Identifying customer fraud based on ticket purchase and address location
Team Technologies Security Policy Regarding Exchange of Passwords
We've recently contacted some of our customers and third parties to raise an issue concerning the sharing of GoldSTAR passwords in plain text emails, as we have experienced a number of occasions where this has happened.
Whilst we understand that different organisations have differing views on keeping credentials safe, it is generally agreed that passwords should never be included in the same communication as the data to which they relate. For example, one should never share a login ID and its password in the same message, or send a password in the same message as the data file it protects.
In addition, it's our view that passwords should not be sent in an unencrypted form, in plain text emails. Our information security policy dictates that we are not allowed to send passwords to anyone in email, and we should not receive passwords by email. Our preferred method of sending and receiving passwords is via SMS text messages. These use a different technology, take a different route and are better protected than email. While not foolproof, using different technologies for sending the password from that used to send the rest of the credentials puts a significant hurdle in the way of hackers.
If we do receive passwords in email, this constitutes a security incident according to our policy, and we will raise an incident report, investigate the issue and its potential impact on the Confidentiality, Integrity and Availability of personal data. We will then decide what, if any, action needs to be taken. Often this will only be that we will inform you that the incident has occurred, and advise you on our view of the risk to the personal data, leaving you (as the Data Controller) to apply your own Information Security and Data Protection processes as needed; but could include recommending that the disclosed password is changed, or other action be taken to ensure the continued security of the personal data. In line with our philosophy of continuous improvement we'll also be looking for any failure in our own processes that could have led to the incident occurring, and how to prevent that in future.

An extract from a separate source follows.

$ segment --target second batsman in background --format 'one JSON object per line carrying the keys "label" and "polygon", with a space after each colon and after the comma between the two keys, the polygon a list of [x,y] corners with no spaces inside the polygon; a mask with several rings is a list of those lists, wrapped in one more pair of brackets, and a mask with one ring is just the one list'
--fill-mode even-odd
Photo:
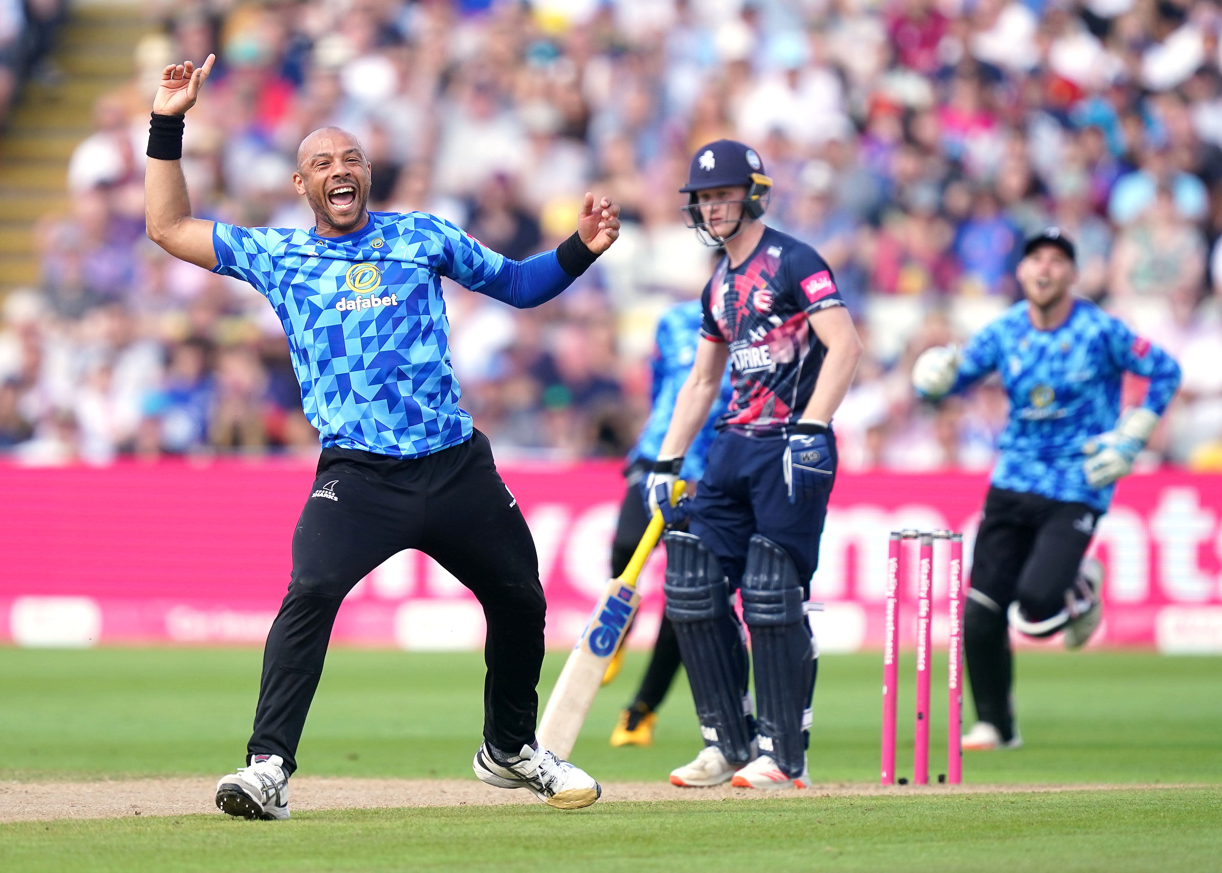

What process should I follow if I need to send a password to Team Technologies ?
1. Email our esupport address and request a mobile phone number to send the password to. Don't rely on this being the same as on a previous occasion : often it will be the same, but to avoid the possibility of a password being sent to an unknown number or to someone who is not available on the day, you should have the number confirmed on each occasion.
2. If the password relates to a particular file of encrypted data that you're sending, that file can be included in the email.

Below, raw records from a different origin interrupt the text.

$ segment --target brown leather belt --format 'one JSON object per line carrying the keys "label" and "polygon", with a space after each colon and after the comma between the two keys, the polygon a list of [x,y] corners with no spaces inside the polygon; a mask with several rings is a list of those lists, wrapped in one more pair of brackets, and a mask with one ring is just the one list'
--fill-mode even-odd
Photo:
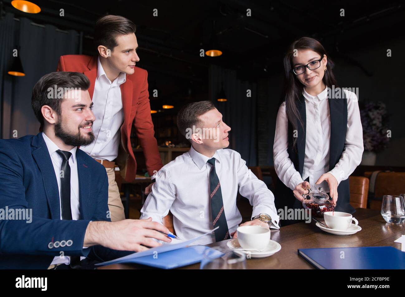
{"label": "brown leather belt", "polygon": [[99,163],[101,164],[106,168],[114,168],[115,166],[115,163],[111,161],[107,161],[107,160],[99,160],[94,159]]}

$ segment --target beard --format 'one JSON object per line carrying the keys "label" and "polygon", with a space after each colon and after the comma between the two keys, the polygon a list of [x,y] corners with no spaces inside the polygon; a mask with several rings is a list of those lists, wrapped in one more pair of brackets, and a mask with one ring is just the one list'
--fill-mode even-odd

3. If the password relates to a particular login ID, that ID can be included in the email, but it must not include the url, IP address or other means of identifying the system that the ID relates to.
4. Once we confirm the phone number, send the password via SMS to that number. Do not include any text to identify the system or file that it applies to. Please add your name and / or a support reference number.
5. We will confirm to you that we have received the password.
What process will Team Technologies follow to send a password to me ?
1. Our support team will email you with confirmation of the ID that you are to use for the requested purpose, or containing the file of data that we are sending to you. This email will also ask for a suitable mobile phone number to which we can send the associated password. Please respond to this email with a phone number that is available to you.
2. We will text the password to you as soon as possible after receiving the phone number. We will not give any details of the specific file or system that the password applies to, but we will include the name of the person that you have been dealing with.
3. Please acknowledge receipt of the password via email.
Why we believe that email is insecure.
There are some bad people out there ! Sophisticated and in some case state sponsored cyber attacks are on the increase and many organisations are being targetted, particularly if involved in infrastructure or communications. Email sniffing is one method used to seek out information which can be used as a 'key' to get access to networks, systems and data. Putting log in credentials, or an encrypted file, in the same email as the password hands the data to the sniffer on a plate. Even sending information in two separate emails doesn't protect you, as both of the emails could be intercepted and the information put together. Emails between organisations typically travel across the public internet so they are unlikely to be protected from start to finish and neither you nor we are in control of the route the emails take over the internet. You simply do not know who can or has read your email(s). Until internet based email supports end to end encryption, it is our belief that you shouldn't send anything sensitive via email without a strong 2nd level of security in place, such as that described above for protecting passwords.